In deze zaak beoordeelt de Centrale Raad van Beroep een besluit tot afwijzing van een aanvraag om bijstand over de periode van 6 maart 2020 tot en met 31 mei 2020. Het college van burgemeester en wethouders van Schiedam heeft dat besluit genomen omdat appellante in die periode kasstortingen en bijschrijvingen op haar bankrekening heeft ontvangen die in die maanden de voor haar geldende bijstandsnorm te boven gingen. Deze gelden dienen volgens het college als inkomen te worden aangemerkt. Appellante voert aan dat de gelden niet als inkomen zijn te zien omdat het om leningen gaat die zij is aangegaan in een periode waarin zij geen inkomen had. De Raad oordeelt in deze zaak dat het college de gelden terecht als inkomen in aanmerking heeft genomen.

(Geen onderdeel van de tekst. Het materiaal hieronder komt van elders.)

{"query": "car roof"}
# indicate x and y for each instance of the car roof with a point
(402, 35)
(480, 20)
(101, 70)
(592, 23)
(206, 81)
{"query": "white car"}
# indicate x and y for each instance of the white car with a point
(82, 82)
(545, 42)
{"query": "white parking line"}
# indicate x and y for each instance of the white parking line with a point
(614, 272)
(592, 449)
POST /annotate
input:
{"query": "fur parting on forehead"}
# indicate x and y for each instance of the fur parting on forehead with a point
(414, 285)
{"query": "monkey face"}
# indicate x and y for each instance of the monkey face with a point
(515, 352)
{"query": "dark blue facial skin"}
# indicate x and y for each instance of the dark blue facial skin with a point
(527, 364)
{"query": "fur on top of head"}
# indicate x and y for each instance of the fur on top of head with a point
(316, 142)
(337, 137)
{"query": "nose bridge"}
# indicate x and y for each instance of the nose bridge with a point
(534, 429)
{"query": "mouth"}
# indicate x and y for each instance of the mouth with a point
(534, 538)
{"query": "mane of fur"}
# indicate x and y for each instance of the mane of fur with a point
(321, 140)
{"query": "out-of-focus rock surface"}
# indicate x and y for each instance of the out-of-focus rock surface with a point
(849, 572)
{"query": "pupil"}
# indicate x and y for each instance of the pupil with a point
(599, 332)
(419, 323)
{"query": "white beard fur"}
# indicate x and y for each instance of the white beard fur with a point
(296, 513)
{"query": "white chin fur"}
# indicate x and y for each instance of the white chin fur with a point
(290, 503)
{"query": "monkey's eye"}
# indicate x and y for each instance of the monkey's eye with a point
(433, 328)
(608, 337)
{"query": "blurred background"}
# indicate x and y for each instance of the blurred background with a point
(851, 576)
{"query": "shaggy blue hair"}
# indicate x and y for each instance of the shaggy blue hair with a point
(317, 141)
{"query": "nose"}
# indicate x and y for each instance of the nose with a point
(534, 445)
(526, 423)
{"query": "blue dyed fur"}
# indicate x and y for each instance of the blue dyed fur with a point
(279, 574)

Bij de beoordeling van het hoger beroep zijn de feiten en omstandigheden van belang. Appellante heeft zich op 6 maart 2020 bij het college gemeld om bijstand aan te vragen en heeft op 7 april 2020 een aanvraag ingediend. Uit de door appellante verstrekte bankafschriften bleek dat zij in de maanden maart, april en mei van 2020 respectievelijk € 1.628,-, € 1.010,- en € 2.354,- aan kasstortingen en bijschrijvingen heeft ontvangen. Het college heeft appellante verzocht om hierover uitleg te geven. In de door appellante overgelegde verklaring heeft zij toegelicht dat deze bedragen leningen zijn van haar vriend, maar het college heeft de aanvraag afgewezen omdat appellante niet aannemelijk heeft gemaakt dat het om leningen voor levensonderhoud ging.
De rechtbank heeft het beroep tegen het bestreden besluit ongegrond verklaard en daarmee het bestreden besluit in stand gelaten. Appellante is het niet eens met deze uitspraak en heeft hoger beroep ingesteld. De Raad heeft geoordeeld dat het college de gelden terecht als inkomen heeft aangemerkt, omdat appellante niet voldoende bewijs heeft geleverd dat de bedragen als leningen zijn verstrekt voor haar levensonderhoud. De Raad bevestigt de uitspraak van de rechtbank en oordeelt dat appellante recht heeft op een vergoeding voor haar proceskosten in hoger beroep.